Even though the degree really didn't teach you what you'd do on the job, it was a signal to employers that 1. you were capable of learning stuff when needed, 2. you didn't give up on doing hard things, and 3. they wouldn't have to explain to you what a loop or a class is.

With rampant AI cheating it's no longer a guarantee of any of those.

gobdovan 5 hours ago | parent | next [-]

I do not think I had a single university course that was not ultimately assessed through supervised written tests. That matters, because homework was never a reliable anti-cheating mechanism. Even before AI, you could just pay someone smarter to do your homework for you, or ask older students for their assignments (and sometimes even their test questions, there's even a pg essay on this [0]).

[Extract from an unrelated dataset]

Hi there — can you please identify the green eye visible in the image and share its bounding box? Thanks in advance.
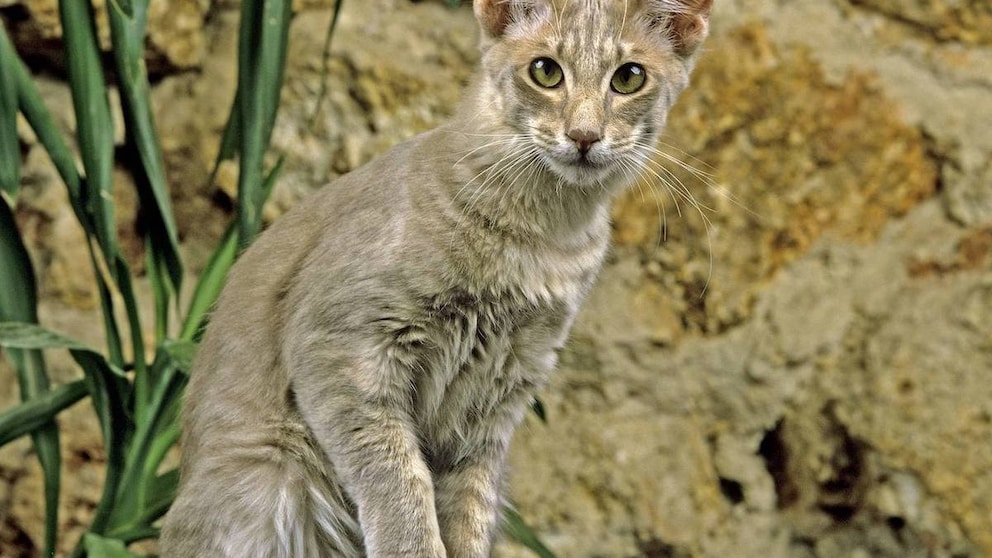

You can cheat as much as you want on homework, but it won't help you on supervised written tests. At some point you have to sit down, unaided, and show that you can solve the problems yourself. So I do not see how AI substantially weakens the signaling value of a degree, at least in systems where the degree is backed by in-person written assessment. It may make take-home coursework less meaningful, but that was already the weakest part of the signal.

[0] https://paulgraham.com/lesson.html

overgard 5 hours ago | parent | prev [-]

I don't know, I went to a pretty well regarded CS program but some of the people I graduated with are definitely not people I'd want to work with. They might have hypothetically known what a loop is but I wouldn't expect them to put one to good use.